讲座题目：Specification analysis of conditional distribution functions
内容摘要：This paper proposes different tests for the correct specification of conditional distribution functions. We first transform our hypothesis of interest by means of the integrated moment approach, focusing on the linear indicator and exponential weight functions. Empirical processes based on the two characterizations are constructed and an extra projection onto the tangent space of parameter is introduced to eliminate the parameter estimation uncertainty. Eight Cram′er-von Mises-type test statistics using both integrable and nonintegrable weights are proposed. The asymptotic null distributions of our test statistics are derived. Local alternatives converging to the null at a parametric rate can be detected. Besides, our tests are fully data-driven, neither rely on any tuning parameters such as bandwidth nor require estimators to admit an asymptotic linear representation.
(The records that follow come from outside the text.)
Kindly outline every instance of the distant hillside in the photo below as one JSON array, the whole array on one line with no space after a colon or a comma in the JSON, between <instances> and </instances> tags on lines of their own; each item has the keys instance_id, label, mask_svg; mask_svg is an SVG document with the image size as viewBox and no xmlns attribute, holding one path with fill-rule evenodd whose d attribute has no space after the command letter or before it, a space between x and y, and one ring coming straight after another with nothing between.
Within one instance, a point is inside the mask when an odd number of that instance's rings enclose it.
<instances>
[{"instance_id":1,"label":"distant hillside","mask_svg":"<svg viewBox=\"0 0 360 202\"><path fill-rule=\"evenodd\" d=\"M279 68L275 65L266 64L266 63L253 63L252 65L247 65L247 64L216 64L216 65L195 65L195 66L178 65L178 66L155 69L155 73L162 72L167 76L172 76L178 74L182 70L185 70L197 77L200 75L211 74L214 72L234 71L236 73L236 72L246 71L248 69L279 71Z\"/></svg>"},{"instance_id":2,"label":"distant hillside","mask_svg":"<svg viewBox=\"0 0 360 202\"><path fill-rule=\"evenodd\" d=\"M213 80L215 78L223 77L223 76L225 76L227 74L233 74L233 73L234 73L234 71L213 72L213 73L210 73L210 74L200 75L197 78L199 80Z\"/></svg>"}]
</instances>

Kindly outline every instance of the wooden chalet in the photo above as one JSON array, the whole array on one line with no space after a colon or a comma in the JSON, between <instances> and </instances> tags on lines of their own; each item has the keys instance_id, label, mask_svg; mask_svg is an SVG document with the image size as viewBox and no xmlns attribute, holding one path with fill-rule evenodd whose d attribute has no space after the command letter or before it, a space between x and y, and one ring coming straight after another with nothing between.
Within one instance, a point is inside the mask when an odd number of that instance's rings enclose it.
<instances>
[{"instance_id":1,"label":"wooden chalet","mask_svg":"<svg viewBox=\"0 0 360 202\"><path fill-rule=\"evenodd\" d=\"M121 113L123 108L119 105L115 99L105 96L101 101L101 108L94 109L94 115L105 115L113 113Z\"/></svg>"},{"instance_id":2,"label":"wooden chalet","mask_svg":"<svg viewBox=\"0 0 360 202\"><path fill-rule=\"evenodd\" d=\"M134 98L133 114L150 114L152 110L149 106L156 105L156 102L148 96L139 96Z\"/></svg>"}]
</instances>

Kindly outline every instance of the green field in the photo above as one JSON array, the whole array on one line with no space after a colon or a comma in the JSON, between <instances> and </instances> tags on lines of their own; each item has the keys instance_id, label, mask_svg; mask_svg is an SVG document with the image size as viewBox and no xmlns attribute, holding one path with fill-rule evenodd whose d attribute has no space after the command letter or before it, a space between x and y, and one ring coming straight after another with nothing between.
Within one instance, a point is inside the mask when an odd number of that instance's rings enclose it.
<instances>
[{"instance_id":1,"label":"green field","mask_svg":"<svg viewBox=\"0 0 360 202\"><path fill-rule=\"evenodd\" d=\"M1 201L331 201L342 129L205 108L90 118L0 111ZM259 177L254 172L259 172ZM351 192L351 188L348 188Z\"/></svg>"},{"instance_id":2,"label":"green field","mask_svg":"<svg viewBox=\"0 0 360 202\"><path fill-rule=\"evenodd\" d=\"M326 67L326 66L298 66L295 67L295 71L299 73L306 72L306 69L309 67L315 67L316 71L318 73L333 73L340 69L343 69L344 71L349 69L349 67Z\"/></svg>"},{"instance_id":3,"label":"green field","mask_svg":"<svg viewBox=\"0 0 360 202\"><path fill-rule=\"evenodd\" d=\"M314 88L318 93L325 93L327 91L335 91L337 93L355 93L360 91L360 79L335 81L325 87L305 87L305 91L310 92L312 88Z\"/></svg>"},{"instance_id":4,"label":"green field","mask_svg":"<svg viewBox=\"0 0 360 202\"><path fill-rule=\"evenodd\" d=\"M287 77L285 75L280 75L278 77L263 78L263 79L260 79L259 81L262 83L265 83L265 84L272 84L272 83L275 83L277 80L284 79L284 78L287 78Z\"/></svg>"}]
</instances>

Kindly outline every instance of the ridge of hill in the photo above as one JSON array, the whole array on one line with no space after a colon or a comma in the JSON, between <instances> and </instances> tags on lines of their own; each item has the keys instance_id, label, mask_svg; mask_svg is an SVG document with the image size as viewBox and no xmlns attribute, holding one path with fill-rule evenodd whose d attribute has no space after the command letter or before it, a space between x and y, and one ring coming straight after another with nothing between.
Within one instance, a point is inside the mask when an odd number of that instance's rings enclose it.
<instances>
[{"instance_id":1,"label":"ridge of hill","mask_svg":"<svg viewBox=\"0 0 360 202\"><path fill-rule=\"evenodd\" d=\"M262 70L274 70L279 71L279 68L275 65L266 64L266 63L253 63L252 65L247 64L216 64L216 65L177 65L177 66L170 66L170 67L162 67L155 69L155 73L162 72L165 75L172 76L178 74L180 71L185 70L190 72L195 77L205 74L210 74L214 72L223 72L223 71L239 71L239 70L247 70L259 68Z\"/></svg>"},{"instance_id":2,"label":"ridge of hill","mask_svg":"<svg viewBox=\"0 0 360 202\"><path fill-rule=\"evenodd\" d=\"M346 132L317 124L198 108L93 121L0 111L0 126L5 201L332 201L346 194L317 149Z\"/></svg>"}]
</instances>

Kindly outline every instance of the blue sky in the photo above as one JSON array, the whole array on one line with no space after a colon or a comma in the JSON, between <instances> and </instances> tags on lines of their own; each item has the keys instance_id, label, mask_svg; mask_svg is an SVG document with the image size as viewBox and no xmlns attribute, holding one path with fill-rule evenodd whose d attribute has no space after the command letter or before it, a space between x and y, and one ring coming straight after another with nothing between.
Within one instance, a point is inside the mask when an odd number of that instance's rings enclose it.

With the assistance of an easy-to-implement multiplier bootstrap procedure, the critical values can be approximated as accurately as desired. Finite sample performance in simulation studies illustrates the usefulness of our proposed tests.
主讲人简介：Dr.Xiaojun Song is an Assistant Professor in Guanghua School of Management, Peking University. He has published several papers in top-field econometric journals, such as Journal of Econometrics, Journal of Business & Economic Statistics, Oxford Bulletin of Economics and Statistics, among others.